У Кати Сурковой отец и мать были медиками. Она с интересом слушала горячие речи Феликса, убийственно-скептические возражения Серёги, но Феликса не поддерживала, с Серёгой не спорила. Всё это, наверное, казалось ей игрой. Иногда она рассказывала про какие-то жуткие случаи в больницах, должно быть, узнавала от родителей. Там вместо кислорода оперируемому дали углекислый газ и потом недоумевали: отчего это он помер? Там — всё лето обслуживали целое инфекционное отделение шестью (!) иглами, которые к тому же плохо дезинфицировали. У Феликса с Серёгой волосы дыбом вставали. Й ещё однажды Катя призналась, что, когда слышит по радио или телевизору песню: «У нас было на святой Руси.
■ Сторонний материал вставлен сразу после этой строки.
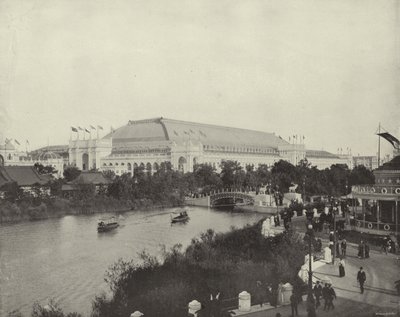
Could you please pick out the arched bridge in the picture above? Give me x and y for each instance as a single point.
(242, 197)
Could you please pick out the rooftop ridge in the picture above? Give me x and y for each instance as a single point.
(161, 119)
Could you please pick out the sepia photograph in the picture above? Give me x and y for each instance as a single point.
(199, 158)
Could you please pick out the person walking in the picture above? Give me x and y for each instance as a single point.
(318, 294)
(293, 304)
(331, 297)
(341, 267)
(343, 246)
(325, 294)
(361, 278)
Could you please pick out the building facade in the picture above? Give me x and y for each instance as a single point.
(379, 203)
(149, 143)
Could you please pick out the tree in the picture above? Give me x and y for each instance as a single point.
(361, 175)
(71, 172)
(232, 174)
(45, 170)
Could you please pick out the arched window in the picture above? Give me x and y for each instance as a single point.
(181, 164)
(155, 166)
На святой Руси, в каменной Москве…» — отчего-то ей… плакать хочется. Клячко усмехнулся. Катя покраснела, засмущалась: «Когда как, конечно. Иногда и не хочется!» Она вдруг сделалась Феликсу бесконечно родной, но он вспомнил про Наташу, и у него испортилось настроение. «С Серёгой всё ясно, — подумал Феликс, — с Кати какой спрос? Но я сам? Что я сам-то?»
…Они тогда жили в новом районе, в блочном доме. Соседнюю квартиру на лестничной площадке занимали сёстры-старушки, другую — солидного вида товарищ с женой и тёщей, а третью —. семья некоего Михаила Ивановича Платонова. Раньше он жил в деревне. Приехав в город, устроился в строительную организацию, проработал несколько лет маляром-штукатуром и, как только выколотил квартиру, немедленно распрощался со стройкой. Отец и мать посмеивались над Михал Иванычем: над неуклюжими его попытками завести с ними дружбу, над бронзовой профессорской с вензелями табличкой «Платонов М. И.», которую тот прикрепил к своей, обитой дерматином, двери, над тем, что жена его купила трёхлетней девочке шубу чуть ли не пятидесятого размера, ничё, пусть висит, сказала она, вырастет, спасибо скажет, над посеребрёнными оленьими рогами, которыми Михал Иваныч украсил прихожую. В Михал Иваныче жило неистребимое, муравейное стремление к достатку: как-то незаметно он обставил квартиру дорогой полированной мебелью, зафырчал у него, выезжая из персонального металлического гаражика, «Москвичишка». Михал Иваныч вдруг оказался на не последней должности в ЖЭКе, а когда во дворе возвели двухэтажный гастроном, солидно встретил соседей в фартуке за прилавком в мясном отделе. Маленький Феликс тоже проникся иронией к соседу-мяснику. Хмыкал, когда тот говорил «колидор» или «а мы в воскресенье поедем за грибам, хотите с нами?», царапал гвоздём бронзовую профессорскую табличку на двери Михал Иваныча.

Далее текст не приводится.